In nature however, Marvel notes, “the water and the sand [are] always [communicating], but sometimes they don't—we have pollution, we have erosion,” before Victory adds, “That kind of explains exactly what happens in our world today. It's just like humans. Sometimes we're together, [and] sometimes…” Sometimes, indeed.
How can dance make change? “That's a big question,” Marvel said, exhaling. “For the world today, people see dance differently, different from the way we actually see dance. When we started, we have always wanted to inspire everyone. We want people to read our movements, like reading a book. I don't know if dance itself can make change, but I know that we can make change.”
“We still need to speak up,” Victory said. “And the best way we know how to speak up is through movements and through dancing.”

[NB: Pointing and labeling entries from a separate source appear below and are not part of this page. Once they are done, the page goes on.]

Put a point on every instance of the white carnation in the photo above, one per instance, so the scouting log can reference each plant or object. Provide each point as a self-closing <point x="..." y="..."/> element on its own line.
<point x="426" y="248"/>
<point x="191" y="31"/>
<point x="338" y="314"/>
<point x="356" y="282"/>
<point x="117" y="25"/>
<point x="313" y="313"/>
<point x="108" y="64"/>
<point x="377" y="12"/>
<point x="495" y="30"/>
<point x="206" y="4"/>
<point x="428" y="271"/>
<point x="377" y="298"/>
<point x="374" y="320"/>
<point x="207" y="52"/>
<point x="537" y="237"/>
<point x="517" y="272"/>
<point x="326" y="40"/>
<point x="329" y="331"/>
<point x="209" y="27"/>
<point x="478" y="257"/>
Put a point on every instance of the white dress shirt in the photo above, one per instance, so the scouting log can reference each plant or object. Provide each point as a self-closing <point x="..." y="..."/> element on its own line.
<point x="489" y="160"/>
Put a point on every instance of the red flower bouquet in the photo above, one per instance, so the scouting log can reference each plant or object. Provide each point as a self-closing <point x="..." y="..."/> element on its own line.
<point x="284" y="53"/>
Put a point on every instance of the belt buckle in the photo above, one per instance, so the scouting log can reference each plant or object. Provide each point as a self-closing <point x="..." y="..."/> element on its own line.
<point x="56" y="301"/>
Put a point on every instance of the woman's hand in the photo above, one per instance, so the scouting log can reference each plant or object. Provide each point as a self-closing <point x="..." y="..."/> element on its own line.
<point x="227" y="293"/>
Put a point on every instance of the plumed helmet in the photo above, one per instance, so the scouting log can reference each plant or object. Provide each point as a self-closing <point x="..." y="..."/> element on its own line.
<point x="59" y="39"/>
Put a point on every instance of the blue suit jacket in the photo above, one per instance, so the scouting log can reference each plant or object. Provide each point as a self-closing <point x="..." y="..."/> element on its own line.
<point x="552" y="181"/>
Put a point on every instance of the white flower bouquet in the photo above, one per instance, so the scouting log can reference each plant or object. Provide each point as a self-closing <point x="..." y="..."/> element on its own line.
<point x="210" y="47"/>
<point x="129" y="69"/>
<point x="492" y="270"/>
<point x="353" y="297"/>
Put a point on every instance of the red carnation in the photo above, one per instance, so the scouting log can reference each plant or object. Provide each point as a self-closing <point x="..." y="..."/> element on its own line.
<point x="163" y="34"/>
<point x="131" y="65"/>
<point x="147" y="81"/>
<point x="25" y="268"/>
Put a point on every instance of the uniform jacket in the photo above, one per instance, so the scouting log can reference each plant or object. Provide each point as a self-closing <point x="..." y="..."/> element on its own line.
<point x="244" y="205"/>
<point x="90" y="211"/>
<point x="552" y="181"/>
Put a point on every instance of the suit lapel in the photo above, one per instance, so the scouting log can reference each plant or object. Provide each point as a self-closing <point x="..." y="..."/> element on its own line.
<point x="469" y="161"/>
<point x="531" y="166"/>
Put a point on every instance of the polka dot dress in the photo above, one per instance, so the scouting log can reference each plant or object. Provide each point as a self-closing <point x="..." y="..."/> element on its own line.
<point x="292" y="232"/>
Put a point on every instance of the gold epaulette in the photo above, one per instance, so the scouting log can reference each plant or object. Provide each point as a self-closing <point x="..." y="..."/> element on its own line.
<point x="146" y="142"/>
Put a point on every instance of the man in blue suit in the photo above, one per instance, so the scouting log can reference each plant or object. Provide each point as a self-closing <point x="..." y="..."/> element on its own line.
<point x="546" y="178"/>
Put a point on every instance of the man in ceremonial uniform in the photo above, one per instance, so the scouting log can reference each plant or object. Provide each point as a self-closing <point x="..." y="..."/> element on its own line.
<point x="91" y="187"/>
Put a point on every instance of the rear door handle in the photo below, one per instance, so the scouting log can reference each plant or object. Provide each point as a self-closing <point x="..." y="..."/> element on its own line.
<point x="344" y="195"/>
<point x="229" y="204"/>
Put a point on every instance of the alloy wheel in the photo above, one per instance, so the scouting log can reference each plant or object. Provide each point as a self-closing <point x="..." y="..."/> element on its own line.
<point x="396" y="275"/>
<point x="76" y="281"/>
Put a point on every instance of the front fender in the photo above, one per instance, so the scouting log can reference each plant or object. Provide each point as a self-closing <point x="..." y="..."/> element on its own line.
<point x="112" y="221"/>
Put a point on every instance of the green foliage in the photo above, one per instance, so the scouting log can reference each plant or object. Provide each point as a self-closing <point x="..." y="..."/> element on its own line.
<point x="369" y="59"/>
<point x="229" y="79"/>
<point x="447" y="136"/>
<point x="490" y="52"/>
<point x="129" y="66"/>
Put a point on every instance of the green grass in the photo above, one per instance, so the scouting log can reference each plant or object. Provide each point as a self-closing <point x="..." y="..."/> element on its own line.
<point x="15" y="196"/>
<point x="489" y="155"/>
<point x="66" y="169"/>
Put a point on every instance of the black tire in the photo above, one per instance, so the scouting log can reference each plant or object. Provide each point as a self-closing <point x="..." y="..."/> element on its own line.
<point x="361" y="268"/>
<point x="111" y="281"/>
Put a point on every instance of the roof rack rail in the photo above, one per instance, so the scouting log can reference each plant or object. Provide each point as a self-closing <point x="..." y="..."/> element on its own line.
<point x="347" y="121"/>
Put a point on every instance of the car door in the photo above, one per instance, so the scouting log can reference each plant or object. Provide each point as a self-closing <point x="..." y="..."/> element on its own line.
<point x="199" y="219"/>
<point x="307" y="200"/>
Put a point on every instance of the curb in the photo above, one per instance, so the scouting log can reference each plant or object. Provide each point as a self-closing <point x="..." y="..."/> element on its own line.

At the end of VOICE, the brothers are joined by a chorus of sorts, holding signs that read phrases like, “TOGETHER WE ARE STRONGER.” Victory and Marvel sit on the stand, looping their arms, bodies at rest at last. A key aspect of climate action is not only remembering but centering our interconnectedness, and the interconnectedness of systemic racial and environmental oppression—though it shouldn’t have to be. Why do we have to (repeatedly) recall the humanity of others in order to want to help each other, our shared planet, ourselves? The same aching dance, on repeat.
Through movement, “we [try] to explain how we feel wherever we are in nature,” Marvel said. “We try to understand the communication of the trees and the water and the science. And we try to be calm.”